In contrast, the South Beach group 2 mice had normal glycemic levels and were healthy with no signs of diabetes even at 20 weeks. Group 1 mice that were switched to the South Beach Diet showed clear signs of improved insulin sensitivity and glycemic control after six weeks. An extremely novel finding was that insulin resistance correlated very closely with an accumulation of the inflammatory cytokine monocyte chemoattractant protein-1 (MCP-1), but not with tumor necrosis-a (TNF-alpha) or interleukin-6. The latter two cytokines are widely believed—but not proven—to be responsible for insulin resistance.

Another finding was that the group 1 mice had significant myocardial hypertrophy (heart enlargement) that increased progressively to 20 weeks.

Stem cells were taken from the bone marrow of diabetic group 1 and healthy group 2 mice. These cells are currently under culture, and preliminary indications are that cells from the diabetic mice are growth retarded.

The second group of mice in the study are already at 20 weeks. These mice will be used exclusively for stem cell isolations and tissue collections. “We will culture stem cells from tissues isolated from extremely diabetic and normal, healthy mice, as well as mice in which the diabetes has been reversed. These cells will be examined for gene expression by microarray, cytokine production, growth, and differentiation. We expect to find differences in these cells that could be linked to the role of diabetes in heart disease as well as the link between obesity and diabetes,” says Webster.

“What’s really important in all of these experiments is to see if you can reverse the process.

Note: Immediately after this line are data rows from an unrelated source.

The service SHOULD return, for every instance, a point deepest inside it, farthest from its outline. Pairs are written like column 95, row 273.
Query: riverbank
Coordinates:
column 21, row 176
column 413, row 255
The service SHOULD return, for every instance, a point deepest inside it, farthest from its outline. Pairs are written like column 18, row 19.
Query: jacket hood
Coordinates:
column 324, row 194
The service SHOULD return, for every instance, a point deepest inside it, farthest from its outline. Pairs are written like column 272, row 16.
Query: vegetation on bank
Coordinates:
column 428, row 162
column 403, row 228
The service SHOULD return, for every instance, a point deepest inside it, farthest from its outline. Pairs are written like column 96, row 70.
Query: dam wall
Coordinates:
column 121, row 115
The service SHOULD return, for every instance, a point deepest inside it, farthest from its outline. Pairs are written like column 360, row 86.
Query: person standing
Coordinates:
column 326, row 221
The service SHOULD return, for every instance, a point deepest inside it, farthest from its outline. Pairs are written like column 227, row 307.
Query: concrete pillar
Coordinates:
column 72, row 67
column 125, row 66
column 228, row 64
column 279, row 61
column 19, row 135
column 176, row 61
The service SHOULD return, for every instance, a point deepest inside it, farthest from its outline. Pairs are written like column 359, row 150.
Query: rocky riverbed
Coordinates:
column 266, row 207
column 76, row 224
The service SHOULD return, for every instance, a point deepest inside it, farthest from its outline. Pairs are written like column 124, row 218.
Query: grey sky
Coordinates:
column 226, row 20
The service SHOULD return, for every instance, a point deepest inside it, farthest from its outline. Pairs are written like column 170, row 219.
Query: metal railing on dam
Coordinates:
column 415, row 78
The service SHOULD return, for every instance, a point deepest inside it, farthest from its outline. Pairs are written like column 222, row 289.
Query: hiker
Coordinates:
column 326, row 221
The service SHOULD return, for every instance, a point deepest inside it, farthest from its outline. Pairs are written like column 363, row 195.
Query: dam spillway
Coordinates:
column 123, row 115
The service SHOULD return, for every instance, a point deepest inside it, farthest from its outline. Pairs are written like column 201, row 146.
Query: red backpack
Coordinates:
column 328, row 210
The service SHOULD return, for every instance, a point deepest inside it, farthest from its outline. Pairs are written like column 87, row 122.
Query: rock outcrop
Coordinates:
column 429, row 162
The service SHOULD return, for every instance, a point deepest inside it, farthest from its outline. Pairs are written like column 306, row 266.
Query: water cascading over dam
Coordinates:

This study may not answer that, but it might give some insights,” Kurlansky says.

The Florida Heart Research Institute and South Beach Diet Doctor Arthur Agatston are confident that this comprehensive study is going to give hard science answers to some clinically related questions. They’ve both given $100,000 each to fund the early phases of the research, but Agatston says he’s planning “on committing to this research for the long-term.

“I think we’re going to find the key to a lot of diseases, not just vascular.”